Un soir qu’Anne-Marie avait ainsi bien pleuré, elle s’endormit enfin. Toute cette journée, elle avait été obsédée par la pensée qu’il lui faudrait enfin aller le lendemain dans le grenier, faire le ménage de ce qu’elle appelait le coin des mites. Et toute la journée, à cette idée, elle avait eu peur ; peur de monter seule là-haut, peur de remuer les énormes coffres, de sortir les manteaux de sa mère qui ne servaient plus depuis si longtemps ; son imagination grossissait les mites à la proportion d’insectes apocalyptiques. Elle avait peur, peur, peur.

Quand elle fut endormie, en se disant, demain je monterai tout de même, elle se vit tout de suite devant les immenses malles, essayant d’en soulever les couvercles, et se disant : « Non, non, je ne pourrai pas. Qu’est-ce que maman doit penser de ma lâcheté ! »

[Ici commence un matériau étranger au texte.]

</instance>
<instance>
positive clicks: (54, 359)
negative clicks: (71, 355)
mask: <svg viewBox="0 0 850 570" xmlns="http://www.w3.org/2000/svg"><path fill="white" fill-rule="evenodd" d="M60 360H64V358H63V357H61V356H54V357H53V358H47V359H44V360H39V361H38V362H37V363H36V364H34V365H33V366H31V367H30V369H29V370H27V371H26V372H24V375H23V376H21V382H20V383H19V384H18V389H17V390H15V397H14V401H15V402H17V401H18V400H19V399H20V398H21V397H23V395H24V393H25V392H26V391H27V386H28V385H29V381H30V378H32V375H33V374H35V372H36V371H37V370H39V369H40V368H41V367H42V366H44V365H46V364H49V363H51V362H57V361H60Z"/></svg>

Et d’impuissance, elle allait se remettre à pleurer quand elle aperçut, au-dessus des coffres, sa mère, assise et qui se berçait en la regardant, souriante et silencieuse. Anne-Marie poussa un cri de tendresse et de joie. « Ô maman, maman ! » Puis elle vit les lèvres s’ouvrir, et elle entendit une voix douce, douce, parce qu’elle venait du ciel, et qui disait :

— Tu me remplaces bien, ma petite. Je suis fière de toi. Je suis surprise, aussi. Tu es si jeune, ma pauvre petite. Continue, va, je vais t’aider.